The real indicators of PVCT’s trajectory include:
Advancement of clinical and preclinical programs,
Strategic financings with aligned terms (e.g., liquidation preference),
Subsidiary commercialization pathways (e.g., VisiRose), and
Potential future up-listing (e.g., NASDAQ), which would reset the visibility, liquidity, and valuation dynamics.
Final Thought
PVCT’s current share price on the OTCQB should not be viewed as a serious proxy for intrinsic value or scientific progress. It reflects a thin market, not a verdict. As with many developmental-stage biotech companies, true value tends to emerge in punctuated milestones—not in daily ticks.
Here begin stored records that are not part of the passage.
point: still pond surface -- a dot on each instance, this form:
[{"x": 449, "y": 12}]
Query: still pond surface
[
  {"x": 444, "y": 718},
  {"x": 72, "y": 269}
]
Forward-Looking Statements
The information provided in this Provectus Substack Post may include forward-looking statements, within the meaning of the Private Securities Litigation Reform Act of 1995, relating to the business of Provectus and its affiliates, which are based on currently available information and current assumptions, expectations, and projections about future events and are subject to a variety of risks and uncertainties and other factors that could cause actual events or results to differ materially from those projected in the forward-looking statements. Such statements are made in reliance on the safe harbor provisions of Section 27A of the Securities Act of 1933 and Section 21E of the Securities Exchange Act of 1934. Forward-looking statements are often, but not always, identified by the use of words such as “aim,” “likely,” “outlook,” “seek,” “anticipate,” “budget,” “plan,” “continue,” “estimate,” “expect,” “forecast,” “may,” “will,” “would,” “project,” “projection,” “predict,” “potential,” “targeting,” “intend,” “can,” “could,” “might,” “should,” “believe,” and similar words suggesting future outcomes or statements regarding an outlook.
The safety and efficacy of Provectus’s drug agents and/or their uses under investigation have not been established. There is no guarantee that the agents will receive health authority approval or become commercially available in any country for the uses being investigated or that such agents as products will achieve any revenue levels.
Due to the risks, uncertainties, and assumptions inherent in forward-looking statements, readers should not place undue reliance on these forward-looking statements. The forward-looking statements contained in this Provectus Substack Post are made as of the date hereof or as of the date specifically specified herein, and the Company undertakes no obligation to update or revise any forward-looking statements, whether because of new information, future events, or otherwise, except in accordance with applicable securities laws. The forward-looking statements are expressly qualified by this cautionary statement.
Risks, uncertainties, and assumptions include those discussed in the Company’s filings with the U.S. Securities and Exchange Commission, including those described in Item 1A of Provectus’ Annual Report on Form 10-K for the period ended December 31, 2024.